What Makes a Good Data Visualization - and why Tables Don’t Count
After reading the headline you might think: Why is this relevant? Why should I care about that? You may be used to working with Excel and thus with tables – even with large ones. Visualizations might be something for presentations.
I get your opinion, and I understand where it comes from. But I can assure you: visualizations have unique powers that make them indispensable to data analysis and data presentations. Throughout my work as a PhD-student and later as a data visualization expert at [at], I have specifically come to appreciate their ability to show patterns. This ability is why, in data analysis, visualizations should be the centerpiece, supported by tables, rather than the other way around, as is often the case.
This Blog Post explores the unique power of data visualization and takes a closer look at the tole tables should play in complementing visuals in data analysis.
When statistician Francis Anscombe introduced the Anscombe Quartet in 1973, his goal was to show that datasets with nearly identical statistical properties, such as mean, variance, and correlation, can still look different when plotted. With this work, Anscombe challenged analysts to move beyond relying solely on summary statistics and instead make visualization an essential part of data analysis. The Anscombe Quartet (see Table/Figure 1) consists of four datasets, each with 11 pairs of x- and y-values. Despite having almost identical statistical characteristics, their visual representations reveal very different patterns. Anscombe’s work underscored the importance of graphical analysis and highlighted how outliers or unusual data distributions can significantly affect interpretation (Anscombe, 1973).

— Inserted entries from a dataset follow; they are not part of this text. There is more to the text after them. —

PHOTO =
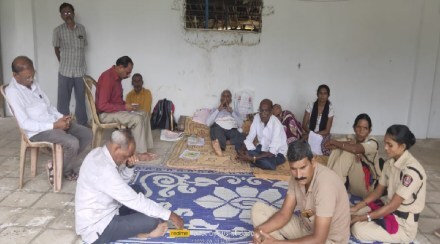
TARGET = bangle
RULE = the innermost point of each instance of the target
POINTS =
(368, 217)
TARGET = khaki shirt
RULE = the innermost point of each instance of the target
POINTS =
(326, 197)
(405, 177)
(371, 148)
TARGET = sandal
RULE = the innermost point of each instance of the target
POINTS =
(146, 156)
(49, 170)
(72, 177)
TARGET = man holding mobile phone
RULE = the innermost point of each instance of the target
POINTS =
(224, 123)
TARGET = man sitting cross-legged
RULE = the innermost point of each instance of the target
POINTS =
(318, 193)
(102, 188)
(271, 138)
(223, 123)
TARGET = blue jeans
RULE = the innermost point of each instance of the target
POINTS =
(222, 135)
(266, 162)
(65, 86)
(129, 223)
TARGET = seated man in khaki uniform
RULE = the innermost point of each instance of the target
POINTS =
(318, 193)
(394, 218)
(355, 157)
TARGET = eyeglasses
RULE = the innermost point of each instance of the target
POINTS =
(264, 110)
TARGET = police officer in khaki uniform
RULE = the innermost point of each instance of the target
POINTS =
(318, 193)
(352, 154)
(405, 180)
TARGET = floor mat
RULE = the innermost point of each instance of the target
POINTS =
(207, 160)
(215, 207)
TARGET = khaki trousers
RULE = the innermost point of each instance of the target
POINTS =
(292, 230)
(370, 231)
(345, 165)
(138, 122)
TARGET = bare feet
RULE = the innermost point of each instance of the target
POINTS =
(146, 156)
(160, 230)
(216, 147)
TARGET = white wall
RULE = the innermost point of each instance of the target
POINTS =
(377, 56)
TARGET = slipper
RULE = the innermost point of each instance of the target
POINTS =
(49, 170)
(72, 177)
(146, 156)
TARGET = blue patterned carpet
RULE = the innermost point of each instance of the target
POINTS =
(215, 207)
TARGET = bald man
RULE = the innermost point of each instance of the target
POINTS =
(41, 121)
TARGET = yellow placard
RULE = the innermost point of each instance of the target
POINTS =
(179, 233)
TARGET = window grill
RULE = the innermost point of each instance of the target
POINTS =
(240, 15)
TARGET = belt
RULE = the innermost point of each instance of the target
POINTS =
(405, 215)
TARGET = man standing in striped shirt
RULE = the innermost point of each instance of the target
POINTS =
(70, 40)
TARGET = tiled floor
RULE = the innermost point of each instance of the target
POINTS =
(35, 214)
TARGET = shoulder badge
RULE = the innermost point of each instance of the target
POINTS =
(407, 180)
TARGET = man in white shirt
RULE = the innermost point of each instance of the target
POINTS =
(41, 121)
(272, 146)
(223, 123)
(106, 207)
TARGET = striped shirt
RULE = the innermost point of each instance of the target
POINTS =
(71, 44)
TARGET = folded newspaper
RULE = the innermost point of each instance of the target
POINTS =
(167, 135)
(188, 154)
(196, 141)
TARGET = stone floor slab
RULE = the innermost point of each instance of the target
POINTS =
(18, 235)
(432, 238)
(36, 185)
(8, 184)
(66, 220)
(428, 225)
(9, 215)
(421, 239)
(4, 194)
(68, 187)
(37, 217)
(20, 199)
(55, 236)
(55, 201)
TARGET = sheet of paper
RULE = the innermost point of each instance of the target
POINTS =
(315, 141)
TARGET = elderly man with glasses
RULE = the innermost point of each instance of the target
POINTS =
(272, 146)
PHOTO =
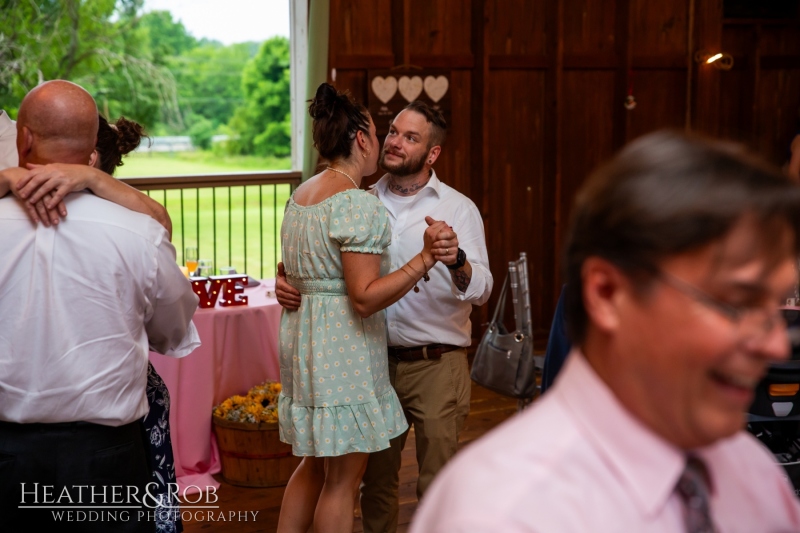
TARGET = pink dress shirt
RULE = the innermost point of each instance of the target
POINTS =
(578, 461)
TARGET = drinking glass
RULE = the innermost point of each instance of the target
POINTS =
(190, 258)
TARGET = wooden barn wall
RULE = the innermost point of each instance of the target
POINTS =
(537, 98)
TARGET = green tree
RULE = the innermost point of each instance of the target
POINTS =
(209, 79)
(166, 37)
(262, 125)
(201, 132)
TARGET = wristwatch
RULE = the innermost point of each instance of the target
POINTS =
(461, 259)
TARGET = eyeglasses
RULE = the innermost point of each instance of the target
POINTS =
(752, 321)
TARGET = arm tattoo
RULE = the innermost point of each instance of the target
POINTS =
(461, 279)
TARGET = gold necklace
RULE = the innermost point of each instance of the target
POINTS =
(345, 174)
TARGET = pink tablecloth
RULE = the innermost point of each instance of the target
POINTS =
(239, 350)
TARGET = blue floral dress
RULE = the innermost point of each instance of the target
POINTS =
(336, 397)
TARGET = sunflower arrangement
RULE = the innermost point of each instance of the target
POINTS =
(260, 404)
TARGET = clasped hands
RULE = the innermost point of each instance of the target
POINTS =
(42, 188)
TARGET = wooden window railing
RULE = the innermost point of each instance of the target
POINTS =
(232, 219)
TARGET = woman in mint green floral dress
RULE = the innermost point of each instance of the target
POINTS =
(337, 404)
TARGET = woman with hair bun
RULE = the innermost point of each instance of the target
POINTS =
(115, 140)
(337, 404)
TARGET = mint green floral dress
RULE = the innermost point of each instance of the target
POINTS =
(336, 396)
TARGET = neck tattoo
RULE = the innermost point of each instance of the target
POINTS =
(407, 190)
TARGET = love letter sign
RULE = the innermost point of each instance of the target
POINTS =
(210, 289)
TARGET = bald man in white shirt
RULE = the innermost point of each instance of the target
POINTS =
(82, 305)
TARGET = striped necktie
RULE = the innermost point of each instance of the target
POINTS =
(693, 489)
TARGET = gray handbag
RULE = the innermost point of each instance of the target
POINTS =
(504, 360)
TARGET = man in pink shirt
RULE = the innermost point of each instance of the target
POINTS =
(678, 257)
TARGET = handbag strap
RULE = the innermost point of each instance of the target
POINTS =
(500, 307)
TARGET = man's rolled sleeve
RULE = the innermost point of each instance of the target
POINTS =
(472, 240)
(169, 328)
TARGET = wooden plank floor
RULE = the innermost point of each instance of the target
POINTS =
(487, 410)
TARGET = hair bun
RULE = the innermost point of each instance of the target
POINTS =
(129, 135)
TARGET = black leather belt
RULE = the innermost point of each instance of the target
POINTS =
(418, 353)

The four data sets have the following descriptive statistical properties:
The scatter plot for set I suggest a linear relationship between the two variables x and y. The scatter plot for set II suggests some relationship between the two variables. However, this relationship is definitely not linear. The third scatter plot (set III) shows a linear relationship with one outlier, while in the scatter plot for set IV, the data points are relatively close together, except for one outlier.
Nothing of that is apparent in the descriptive statistics of the four two-dimensional sets, and it is even harder to see these patterns in the data table showing Anscombe's quartet (cf. Table 1).
Anscombe’s demonstration and message remain highly relevant today. His quartet is still a powerful reminder to look beyond summary statistics and visualize data before drawing conclusions. Many modern data visualization researchers build on Anscombe’s messages, as shown by Matejka and Fitzmaurice (scatter plots) (Matejka and Fitzmaurice, 2017) and Chen et al. (network visualizations) (Chen et al., 2021) on generating datasets which have the same statistics but different visual patterns.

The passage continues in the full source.